Os containers de lixo na Praça da Bicota


                Comecei meu domingo com uma cena triste, que se repete diariamente. Em frente à  janela do meu apartamento, na praça Rui Barbosa (praça da Bicota) ficam três containers grandes, verdes, para depósito de lixo doméstico. Mas a grande maioria do lixo ai colocado é formado por garrafas, de todas as cores e tipos de bebida, centenas delas, todas recicláveis. Os bares da praça despejam as garrafas sem nenhuma preocupação com o destino final delas. E a multidão de jovens  que fica na praça à noite, bebendo cerveja no gargalo, deixa  garrafas pra todo canto. Alguns até jogam as garrafas no chão para quebrar e a praça amanhece cheia de cacos de vidro (parecendo o Sérgio Cabral, que quando recebia os amigos para festas espetaculares regadas a vinhos caríssimos, sempre promovia o ritual de chamar os convidados para, todos juntos, estilhaçarem os cascos vazios). De manhã, chegam os varredores de rua e catam pacientemente o lixo espalhado nos canteiros, no chão, nos bancos, na porta das lojas.

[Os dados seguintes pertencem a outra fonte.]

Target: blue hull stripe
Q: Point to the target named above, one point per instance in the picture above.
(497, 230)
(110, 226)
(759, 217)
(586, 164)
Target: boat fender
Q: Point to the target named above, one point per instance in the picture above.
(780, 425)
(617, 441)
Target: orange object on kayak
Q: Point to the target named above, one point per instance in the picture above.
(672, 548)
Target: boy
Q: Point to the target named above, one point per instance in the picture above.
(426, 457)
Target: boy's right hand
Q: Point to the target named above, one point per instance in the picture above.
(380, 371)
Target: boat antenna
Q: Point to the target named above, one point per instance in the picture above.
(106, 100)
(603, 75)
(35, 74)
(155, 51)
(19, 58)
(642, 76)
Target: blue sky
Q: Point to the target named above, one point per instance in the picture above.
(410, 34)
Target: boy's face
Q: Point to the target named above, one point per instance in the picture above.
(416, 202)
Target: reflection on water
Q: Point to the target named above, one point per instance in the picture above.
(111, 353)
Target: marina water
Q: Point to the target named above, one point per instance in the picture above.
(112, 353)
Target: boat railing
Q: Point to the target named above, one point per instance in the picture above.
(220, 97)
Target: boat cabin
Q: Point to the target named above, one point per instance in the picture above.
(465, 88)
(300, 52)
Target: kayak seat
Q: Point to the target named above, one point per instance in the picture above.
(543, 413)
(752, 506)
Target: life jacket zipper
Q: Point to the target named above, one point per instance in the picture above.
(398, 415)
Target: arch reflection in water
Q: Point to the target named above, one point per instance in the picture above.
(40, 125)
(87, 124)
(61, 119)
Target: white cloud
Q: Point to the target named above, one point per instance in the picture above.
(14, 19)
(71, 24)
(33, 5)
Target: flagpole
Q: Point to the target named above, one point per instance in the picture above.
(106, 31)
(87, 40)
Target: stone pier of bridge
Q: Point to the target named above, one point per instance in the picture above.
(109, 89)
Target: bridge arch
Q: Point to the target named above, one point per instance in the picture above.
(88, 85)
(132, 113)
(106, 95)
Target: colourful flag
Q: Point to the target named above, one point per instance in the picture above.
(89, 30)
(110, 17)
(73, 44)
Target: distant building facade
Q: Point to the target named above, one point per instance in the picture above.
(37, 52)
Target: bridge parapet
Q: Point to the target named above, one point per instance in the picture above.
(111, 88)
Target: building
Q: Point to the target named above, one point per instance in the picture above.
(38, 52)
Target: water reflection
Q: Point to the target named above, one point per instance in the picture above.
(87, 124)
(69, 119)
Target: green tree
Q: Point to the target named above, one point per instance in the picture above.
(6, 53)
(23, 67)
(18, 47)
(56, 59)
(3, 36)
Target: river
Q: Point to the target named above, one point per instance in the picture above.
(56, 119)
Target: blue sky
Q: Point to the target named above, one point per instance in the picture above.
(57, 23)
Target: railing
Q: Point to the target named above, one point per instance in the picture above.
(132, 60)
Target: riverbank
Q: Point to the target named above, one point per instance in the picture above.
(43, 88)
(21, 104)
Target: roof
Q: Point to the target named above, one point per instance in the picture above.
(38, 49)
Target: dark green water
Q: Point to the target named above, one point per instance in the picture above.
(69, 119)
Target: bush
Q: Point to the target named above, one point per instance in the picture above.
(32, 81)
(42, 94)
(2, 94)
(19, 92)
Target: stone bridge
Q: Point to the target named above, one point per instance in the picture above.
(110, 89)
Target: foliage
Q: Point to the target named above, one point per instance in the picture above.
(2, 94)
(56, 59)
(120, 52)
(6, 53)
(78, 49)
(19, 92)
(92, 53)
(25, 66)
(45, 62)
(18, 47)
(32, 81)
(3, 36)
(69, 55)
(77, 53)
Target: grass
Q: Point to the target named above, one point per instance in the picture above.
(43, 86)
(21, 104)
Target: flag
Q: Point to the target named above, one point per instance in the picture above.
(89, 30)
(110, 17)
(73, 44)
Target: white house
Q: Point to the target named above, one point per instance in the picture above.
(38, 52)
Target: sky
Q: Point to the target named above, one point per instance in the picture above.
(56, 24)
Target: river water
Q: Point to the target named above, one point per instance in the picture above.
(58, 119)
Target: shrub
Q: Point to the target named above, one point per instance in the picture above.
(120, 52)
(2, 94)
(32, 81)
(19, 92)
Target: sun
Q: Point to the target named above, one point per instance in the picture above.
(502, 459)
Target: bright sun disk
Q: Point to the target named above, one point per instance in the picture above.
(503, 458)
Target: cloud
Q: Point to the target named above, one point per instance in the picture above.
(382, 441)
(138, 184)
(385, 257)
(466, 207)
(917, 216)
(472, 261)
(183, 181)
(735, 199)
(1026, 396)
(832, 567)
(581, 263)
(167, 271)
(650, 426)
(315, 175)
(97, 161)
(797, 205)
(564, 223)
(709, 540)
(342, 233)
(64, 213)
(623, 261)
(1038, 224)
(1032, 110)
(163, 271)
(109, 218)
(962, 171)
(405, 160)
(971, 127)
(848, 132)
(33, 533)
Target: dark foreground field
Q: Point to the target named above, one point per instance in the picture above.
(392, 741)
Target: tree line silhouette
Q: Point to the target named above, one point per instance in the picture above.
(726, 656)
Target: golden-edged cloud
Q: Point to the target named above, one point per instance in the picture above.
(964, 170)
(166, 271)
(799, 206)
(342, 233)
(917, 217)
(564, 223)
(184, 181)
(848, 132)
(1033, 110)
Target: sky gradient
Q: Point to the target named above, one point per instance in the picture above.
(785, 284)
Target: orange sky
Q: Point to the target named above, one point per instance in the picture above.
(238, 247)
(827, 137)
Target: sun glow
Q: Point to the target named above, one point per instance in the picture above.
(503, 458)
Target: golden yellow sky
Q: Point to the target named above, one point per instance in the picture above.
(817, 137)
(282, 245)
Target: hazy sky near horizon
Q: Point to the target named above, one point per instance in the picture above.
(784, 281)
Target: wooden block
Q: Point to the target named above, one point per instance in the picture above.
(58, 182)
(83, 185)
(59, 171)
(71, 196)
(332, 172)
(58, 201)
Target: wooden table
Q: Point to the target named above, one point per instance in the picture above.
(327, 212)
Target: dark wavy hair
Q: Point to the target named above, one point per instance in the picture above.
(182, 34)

Depois, à noite, chega o caminhão de lixo da Limpebrás e os funcionários despejam os lixões cheios na caçamba. Muitas garrafas se quebram e o barulho de vidro quebrando, bem alto e perturbador, dura alguns instantes, perturbando os moradores no entorno da praça (no domingo o caminhão passa de manhã). E lá se vai  o caminhão lotado de vidro a ser despejado e compactado no aterro sanitário da cidade, para lá ficar indefinidamente. Uma cena que se repete na cidade toda, acrescida pelos catadores  que acabam remexendo no lixo, todo misturado, para retirar as centenas de garrafas e aumentar sua escassa renda mensal.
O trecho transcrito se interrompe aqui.